In this passage there is one task given, one thing asked of them - to pass the story on. First they must listen to it, then they must tell it and listen to their children tell it.
What are the benefits of passing a story down?
What are the stories we Adventists pass down from generation to generation?
Even horror stories, in hindsight, can be told in a way to bring glory to God and to show His presence and power. How do you feel about this? Is this what Joel is doing?
The story becomes personal. How does Joel help the people take the story seriously? What does he ask them to do personally and corporately?
What will be accomplished by sackcloth, wailing, fasting, worship and prayer?
How does this picture of a locust attack make you feel?
Do you want it to end? What would you do to bring such a plague to an end?
What could you possibly do? There is only one thing!
This is Joel's call, on behalf of the Lord, to God's people. What does he ask them to do in this time of trouble?
How is it similar to the call in 1:13-20? The first time these were the words of the Prophet. This time they are the words of the Lord. White repetition is a great teacher, what about the escalation of "who said it" to the people? What impact do you think it had to know these were God's words - His desire for his people?

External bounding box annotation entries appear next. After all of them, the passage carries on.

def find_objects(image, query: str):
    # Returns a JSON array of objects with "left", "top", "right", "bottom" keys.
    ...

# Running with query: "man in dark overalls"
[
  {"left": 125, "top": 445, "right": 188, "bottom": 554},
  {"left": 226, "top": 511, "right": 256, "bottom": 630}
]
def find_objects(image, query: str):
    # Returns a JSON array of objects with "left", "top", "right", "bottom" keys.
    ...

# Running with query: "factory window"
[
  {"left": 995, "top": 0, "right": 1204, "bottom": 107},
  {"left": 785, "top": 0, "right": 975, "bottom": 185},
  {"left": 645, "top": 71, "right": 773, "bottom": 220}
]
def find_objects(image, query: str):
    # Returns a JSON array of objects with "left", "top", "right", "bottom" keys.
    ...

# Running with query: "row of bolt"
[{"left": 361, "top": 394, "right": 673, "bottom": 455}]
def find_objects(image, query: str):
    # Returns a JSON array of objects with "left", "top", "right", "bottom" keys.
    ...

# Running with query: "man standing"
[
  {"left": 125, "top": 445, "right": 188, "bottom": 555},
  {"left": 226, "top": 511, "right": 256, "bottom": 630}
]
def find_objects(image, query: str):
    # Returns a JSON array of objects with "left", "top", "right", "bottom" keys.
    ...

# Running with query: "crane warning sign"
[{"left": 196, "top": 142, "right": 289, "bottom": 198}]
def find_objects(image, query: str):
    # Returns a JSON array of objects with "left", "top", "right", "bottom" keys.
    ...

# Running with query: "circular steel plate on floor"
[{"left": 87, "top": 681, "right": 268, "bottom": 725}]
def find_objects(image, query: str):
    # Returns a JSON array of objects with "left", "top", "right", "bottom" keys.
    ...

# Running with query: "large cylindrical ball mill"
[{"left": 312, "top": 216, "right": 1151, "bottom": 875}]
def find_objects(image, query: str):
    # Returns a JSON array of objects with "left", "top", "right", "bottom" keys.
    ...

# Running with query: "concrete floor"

If you were alive in their day, what would you have done?
How does this verse impact you after living everything before it?
What is different about this verse from any before it?
Joel 2:18 marks a transition in the book of Joel. Part 1 is finished - the tough part, the agonizing part - the suffering is finished. God's Mercy has been aroused. He has heard their prayers, seen their humility, received their worship and accepted their repentance.
This verse is the first time in Joel that Hebrew narrative tense is used. Rather than the message coming from Joel (as in chapter 1) or God (in 2:1-17), we now meet the Narrator, the epic Storyteller - the teller of God's story through the lives of His people - declaring the emotion and response of the Lord. "Then the Lord became jealous for his land and had pity on his people."
Could you feel it building? Was it exciting?
How would those verses have impacted you without the rest of chapters 1 and 2?
Why is it important to tell the story of our past to our children?
If you don't have time, ask people to read it/skim it quietly.
Joel 3 is exciting! God has plans for His people.
What does this chapter make you want to do?
How did this chapter give you hope and help for your own future?
Read 3:13,14 - How does this explain the way God sees the world around us?
How are we mingling with them?
How are we serving them?
How are we drawing them to follow Christ through our care for them?
May He bless our Sabbath School as we commit ourselves to worshiping Him and ministering to the community in which we live.